Layer 5: Secure Provisioning Pipeline
When an agent is provisioned (deployed), secrets must flow from the Vault to the agent's environment. This is where many systems leak data.
Cortex's provisioning pipeline works like this:
- The provisioning orchestrator requests secrets by ID from the Vault
- The Vault returns decrypted plaintext only within that request context
- The plaintext is immediately written to a file on the agent's dedicated server
- The file is owned by root with mode 0600 (read/write for root only, no access for anyone else)

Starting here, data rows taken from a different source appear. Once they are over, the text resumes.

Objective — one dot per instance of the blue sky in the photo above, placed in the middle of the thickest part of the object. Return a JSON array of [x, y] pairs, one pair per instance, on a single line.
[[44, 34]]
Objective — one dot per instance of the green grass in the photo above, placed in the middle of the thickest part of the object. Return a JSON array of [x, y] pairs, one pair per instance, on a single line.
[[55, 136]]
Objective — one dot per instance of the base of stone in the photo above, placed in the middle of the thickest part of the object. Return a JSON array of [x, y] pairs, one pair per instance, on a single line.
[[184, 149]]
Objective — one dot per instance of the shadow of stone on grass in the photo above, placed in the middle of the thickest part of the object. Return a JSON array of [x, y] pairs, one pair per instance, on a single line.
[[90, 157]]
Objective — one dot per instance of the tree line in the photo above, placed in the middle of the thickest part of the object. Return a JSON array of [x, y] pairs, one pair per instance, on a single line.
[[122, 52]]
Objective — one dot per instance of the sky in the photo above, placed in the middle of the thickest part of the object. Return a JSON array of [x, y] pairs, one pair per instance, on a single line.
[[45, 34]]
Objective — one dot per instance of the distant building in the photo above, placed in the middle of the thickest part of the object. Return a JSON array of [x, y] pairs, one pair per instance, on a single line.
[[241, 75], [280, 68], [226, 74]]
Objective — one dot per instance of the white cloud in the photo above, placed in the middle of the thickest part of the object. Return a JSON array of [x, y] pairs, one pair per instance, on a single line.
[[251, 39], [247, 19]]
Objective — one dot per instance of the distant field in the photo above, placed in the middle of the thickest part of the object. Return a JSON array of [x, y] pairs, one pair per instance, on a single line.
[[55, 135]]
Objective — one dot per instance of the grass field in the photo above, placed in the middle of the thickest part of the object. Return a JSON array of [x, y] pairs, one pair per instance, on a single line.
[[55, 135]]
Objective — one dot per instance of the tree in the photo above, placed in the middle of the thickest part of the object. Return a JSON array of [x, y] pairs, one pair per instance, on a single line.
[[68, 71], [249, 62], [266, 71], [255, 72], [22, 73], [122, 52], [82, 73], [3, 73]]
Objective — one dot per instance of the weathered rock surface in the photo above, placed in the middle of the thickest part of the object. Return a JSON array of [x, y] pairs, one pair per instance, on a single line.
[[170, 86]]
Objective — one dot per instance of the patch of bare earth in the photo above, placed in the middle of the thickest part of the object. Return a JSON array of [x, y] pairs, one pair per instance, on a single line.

- The plaintext is never logged, never cached, never transmitted over an insecure channel
- Only root (the systemd service running as root) can read the file
- The application process spawned by systemd inherits access to the secret through the file descriptor
This ensures that even the agent developer (who might SSH into the server) cannot read the secret file directly. The secret exists only in memory, accessible only to the running process.
Automatic Secret Rotation
One of the biggest advantages of the Cortex BYOK model is that you can rotate secrets without downtime.
To rotate an OpenAI API key:
- Generate a new key in the OpenAI dashboard
- Update the secret in Cortex
- Cortex marks the old secret as deprecated
- New requests from your agent use the new key
- Old requests complete using the old key (for a configurable grace period)
- The old key is automatically removed from all environments
The agent keeps running. No restart. No downtime. This makes security practices like key rotation actually feasible in production environments.
Comparison: Cortex vs. Self-Hosted
Here's how Cortex stacks up against managing secrets manually on self-hosted infrastructure:
| Capability | Self-Hosted | Cortex | |---|---|---| | Plaintext secrets on disk | Yes (default) | Never | | Encryption at rest | No | Yes (pgsodium/XChaCha20) | | Audit logging | No | Yes (every access logged) | | Per-organization scoping | No | Yes | | Per-deployment scoping | No | Yes | | Secret rotation without downtime | No | Yes | | Automated provisioning | Manual (error-prone) | Fully automated |
Why This Matters
Security isn't a feature you add at the end. It's a fundamental architectural choice. By making BYOK central to our platform, we've eliminated entire classes of vulnerabilities:
- No plaintext secret leaks from accidental code commits
- No compromised servers exposing all your API keys
- No audit trail gaps when you need to investigate
- No manual secret rotation procedures that fail and create inconsistency
Your LLM API keys are some of your most valuable assets. They're the gateway to your models, and they're often used in high-volume production deployments. Cortex treats them accordingly: encrypted, audited, scoped, and automated.
Because when you're running AI agents in production, security shouldn't be a compromise. It should be the default.